Section: New Results

Computational history through information extraction from archive texts

Participants : Éric Villemonte de La Clergerie, Marie Puren, Charles Riondet, Alix Chagué, Marie-Laurence Bonhomme.

From two different DH projects emerged some interesting research questions related to the extraction of information from archival documents, in particular the management of the diversity of document types and structures and on the contrary the acquisition of detailed information from a regular visual structure.

In the context of the ANR TIME-US, whose goal is to reconstruct the "time-budgets" of textile workers in France (18th - early 20th centuries), we worked on the creation of a digitization workflow to acquire structured textual data from a wide range of printed and handwritten materials: professional court records (like Prud'Hommes), Police reports on strikes or early sociological studies such as the Monographies de Le Play This workflow has been presented at the ADHO DH conference in Mexico (see the presentation here: [34].The set up of this workflow is a prerequisite for further experiments and processing to extract information that can be exploited by historians, such as the relation between working tasks, the time spent by workers to perform them and the price they are paid for this time.
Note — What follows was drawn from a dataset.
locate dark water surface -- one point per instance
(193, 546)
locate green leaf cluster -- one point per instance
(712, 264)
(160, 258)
Another project was intiated in collaboration with the EPHE and the French National Archives, in the framework of the convention signed between Inria and the Ministry of Culture. This project is called LECTAUREP (for LECTure AUtomatique de REPertoires, and is aimed at extracting the information recorded in the registries of Parisian notaries, held by the National Archives. This project it at the intersection of NLP and Computer Vision because one of the main objectives is to extract information from the physical layout of the documents, presented as tables. Another issue is to be able to recognize with accuracy an important diversity of handwritten scripts. The final goal of LECTAUREP is to give access to researchers the information contained in these records, in particular the name of the persons involved in cases recorded by notaries, their addresses and the nature of the case (wills, powers of attorney, wedding contracts, etc.). An initial report has been produced (see [39]), and the project will continue in 2019 with the release of the extracted information (named entities, geolocation, typology, etc) into a structured database.